Pick up only the final stretch after the regular expression bar

Asked

Viewed 933 times

2

I did a general search here and on Google and I came to find something that worked partially.

I have the following text pattern:

030.000.208   OUTRA COISA
001.005.001   ALGUMA / COISA AQUI COM - TAMBÉM / GERAL.ASSINADA-COISA
040.001.218   OUTRA COISA / AQUI OUTRA/COISA GERAL
000.000.003   ALGUMA / COISA AQUI COM - TAMBÉM

In summary, the text has a pattern where it starts with a sequence of numbers, three whitespaces, a text (which may have scores), a blank, a bar and a blank, another text (which may have scores), etc.

What I need is for the text that comes at the end to be selected ONLY, after the last occurrence of space-bar-space.

Following the example above, the return for each line would be:

OUTRA COISA
GERAL.ASSINADA-COISA
AQUI OUTRA/COISA GERAL
COISA AQUI COM - TAMBÉM

I am using the following regular expression: \/ ([^\/]*)$

She’s returning this:

GERAL.ASSINADA-COISA
COISA AQUI COM - TAMBÉM

I’m getting a lot and I can’t find a solution, someone can give a light?

I will use regular expression in Google Sheets.

  • 1

    Well, your first line does not have the character / therefore does not meet the regular expression, and I did not understand why in your third line you expect "OTHER/GENERAL THING" and not "HERE OTHER/GENERAL THING".

  • I corrected the expected result. was typo error.

2 answers

1


You said you’re using Google Sheets, but you didn’t say if all the text is in the same cell. In the solution below, I am assuming that each row is in a different cell (this makes the solution simpler, including).


An alternative is to use this regex:

 ^\d{3}\.\d{3}\.\d{3}\s{3}(?:.*/ )?(.+)$

The markers ^ and $ are, respectively, the beginning and end of the string. So I guarantee that I will only treat the strings that follow rigidly this format.

Then we have \d{3}, meaning "3 digits" (the shortcut \d corresponds to a digit from 0 to 9, and quantifier {3} means "3 occurrences"), followed by \. (the dot character). Since the dot by default has special meaning in regex (corresponds to any character - except line breaks), he needs to be escaped with \ to be interpreted as a common character.

Then we have 3 more digits, another dot and 3 more digits, followed by \s{3} (3 spaces).

After that we have (?:.*/ )?. The parentheses with (?: form a catch group (and later we will understand why to use it). The whole group is (?:.*/ ), that is .* (zero or more characters), followed by bar, followed by space (note that there is a space before the )). And the ? soon after makes this whole stretch optional.

That is, I may have several characters followed by bar + space, or not. This serves both for the first case (which has no bar), as for the others. And I also take advantage of the fact of the quantifier * was greedy and try to grab as many characters as possible. This means that the expression ends up picking up the last bar that is followed by space (which is exactly what we want).

Next we have (.+), that is .+ (one or more characters), within parentheses, which forms a catch group.

The full expression I used on Google Sheets is:

=REGEXREPLACE(A1, "^\d{3}\.\d{3}\.\d{3}\s{3}(?:.*/ )?(.+)$", "$1")

The function REGEXREPLACE takes the value of a cell (in the example above it is "A1"), applies the regex and replaces it. In the third parameter, which indicates the substitution to be made, I used the special variable $1, which corresponds to the first catch group (in this case, the (.+)).

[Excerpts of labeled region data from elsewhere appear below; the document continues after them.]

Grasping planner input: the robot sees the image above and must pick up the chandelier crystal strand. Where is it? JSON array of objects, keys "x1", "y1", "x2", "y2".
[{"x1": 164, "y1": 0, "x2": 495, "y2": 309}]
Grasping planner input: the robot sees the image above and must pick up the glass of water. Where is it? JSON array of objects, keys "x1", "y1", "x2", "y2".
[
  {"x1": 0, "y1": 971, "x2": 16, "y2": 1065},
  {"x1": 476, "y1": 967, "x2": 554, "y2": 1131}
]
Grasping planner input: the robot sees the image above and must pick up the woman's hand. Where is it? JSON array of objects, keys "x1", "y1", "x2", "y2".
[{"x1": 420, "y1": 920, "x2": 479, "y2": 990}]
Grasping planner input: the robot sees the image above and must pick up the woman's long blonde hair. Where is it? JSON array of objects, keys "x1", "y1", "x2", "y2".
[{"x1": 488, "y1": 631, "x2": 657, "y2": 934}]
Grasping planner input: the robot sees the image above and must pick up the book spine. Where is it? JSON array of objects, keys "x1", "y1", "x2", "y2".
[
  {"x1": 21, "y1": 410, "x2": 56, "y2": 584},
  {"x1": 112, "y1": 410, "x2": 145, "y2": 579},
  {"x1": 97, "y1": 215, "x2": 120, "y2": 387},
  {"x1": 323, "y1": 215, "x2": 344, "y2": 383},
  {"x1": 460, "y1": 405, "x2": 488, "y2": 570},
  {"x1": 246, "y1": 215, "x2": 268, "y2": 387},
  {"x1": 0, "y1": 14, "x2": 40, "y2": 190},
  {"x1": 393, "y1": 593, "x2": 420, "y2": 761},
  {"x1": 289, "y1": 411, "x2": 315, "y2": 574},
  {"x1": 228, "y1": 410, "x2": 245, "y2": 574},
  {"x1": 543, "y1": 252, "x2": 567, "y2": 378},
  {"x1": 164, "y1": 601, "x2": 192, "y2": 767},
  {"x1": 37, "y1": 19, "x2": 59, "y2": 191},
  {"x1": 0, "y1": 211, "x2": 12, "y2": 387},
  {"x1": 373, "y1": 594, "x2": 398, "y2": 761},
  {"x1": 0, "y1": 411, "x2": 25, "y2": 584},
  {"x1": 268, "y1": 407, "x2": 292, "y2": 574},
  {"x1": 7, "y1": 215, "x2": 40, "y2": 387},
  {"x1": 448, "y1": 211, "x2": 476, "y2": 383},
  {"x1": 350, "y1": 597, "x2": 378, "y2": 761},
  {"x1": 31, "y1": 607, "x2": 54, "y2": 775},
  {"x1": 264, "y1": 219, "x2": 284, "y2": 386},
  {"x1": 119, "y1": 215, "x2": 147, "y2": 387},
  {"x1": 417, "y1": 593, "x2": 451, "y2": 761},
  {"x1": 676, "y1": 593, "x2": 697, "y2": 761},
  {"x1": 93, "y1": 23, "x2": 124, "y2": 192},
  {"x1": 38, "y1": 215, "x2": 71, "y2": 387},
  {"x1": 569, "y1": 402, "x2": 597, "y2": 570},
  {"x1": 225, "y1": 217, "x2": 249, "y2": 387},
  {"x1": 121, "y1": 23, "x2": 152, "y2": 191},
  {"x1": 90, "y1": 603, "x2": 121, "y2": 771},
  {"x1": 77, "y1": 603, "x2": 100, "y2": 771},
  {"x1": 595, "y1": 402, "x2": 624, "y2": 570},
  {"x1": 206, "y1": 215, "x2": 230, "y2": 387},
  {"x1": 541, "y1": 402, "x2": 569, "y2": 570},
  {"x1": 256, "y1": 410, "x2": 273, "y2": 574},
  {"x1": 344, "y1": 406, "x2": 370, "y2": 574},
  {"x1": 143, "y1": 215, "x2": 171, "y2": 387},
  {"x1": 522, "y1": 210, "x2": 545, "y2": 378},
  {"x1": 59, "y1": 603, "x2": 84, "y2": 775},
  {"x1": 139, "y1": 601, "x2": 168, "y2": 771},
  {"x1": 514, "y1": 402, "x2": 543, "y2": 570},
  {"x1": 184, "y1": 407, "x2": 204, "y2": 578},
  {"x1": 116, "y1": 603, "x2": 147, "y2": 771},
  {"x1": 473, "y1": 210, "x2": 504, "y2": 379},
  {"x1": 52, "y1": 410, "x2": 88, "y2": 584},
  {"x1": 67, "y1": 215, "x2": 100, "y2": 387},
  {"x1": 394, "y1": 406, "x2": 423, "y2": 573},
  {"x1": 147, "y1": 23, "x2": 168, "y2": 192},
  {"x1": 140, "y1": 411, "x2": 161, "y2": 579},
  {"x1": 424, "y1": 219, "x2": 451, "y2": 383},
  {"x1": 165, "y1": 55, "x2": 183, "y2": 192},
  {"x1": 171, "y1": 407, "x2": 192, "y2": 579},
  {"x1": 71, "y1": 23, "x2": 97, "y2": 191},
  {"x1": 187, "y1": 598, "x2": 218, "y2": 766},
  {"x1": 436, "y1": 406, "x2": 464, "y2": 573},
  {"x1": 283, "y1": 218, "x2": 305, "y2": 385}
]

That’s why I used a no-catch group in the previous section, because then regex does not create a random group (since this is not used in the substitution).

The result is:

String original                                                       | Após REGEXREPLACE
----------------------------------------------------------------------|-------------------------
030.000.208   OUTRA COISA                                             | OUTRA COISA
001.005.001   ALGUMA / COISA AQUI COM - TAMBÉM / GERAL.ASSINADA-COISA | GERAL.ASSINADA-COISA
040.001.218   OUTRA COISA / AQUI OUTRA/COISA GERAL                    | AQUI OUTRA/COISA GERAL
000.000.003   ALGUMA / COISA AQUI COM - TAMBÉM                        | COISA AQUI COM - TAMBÉM

You can see the spreadsheet here, and the regex in operation here.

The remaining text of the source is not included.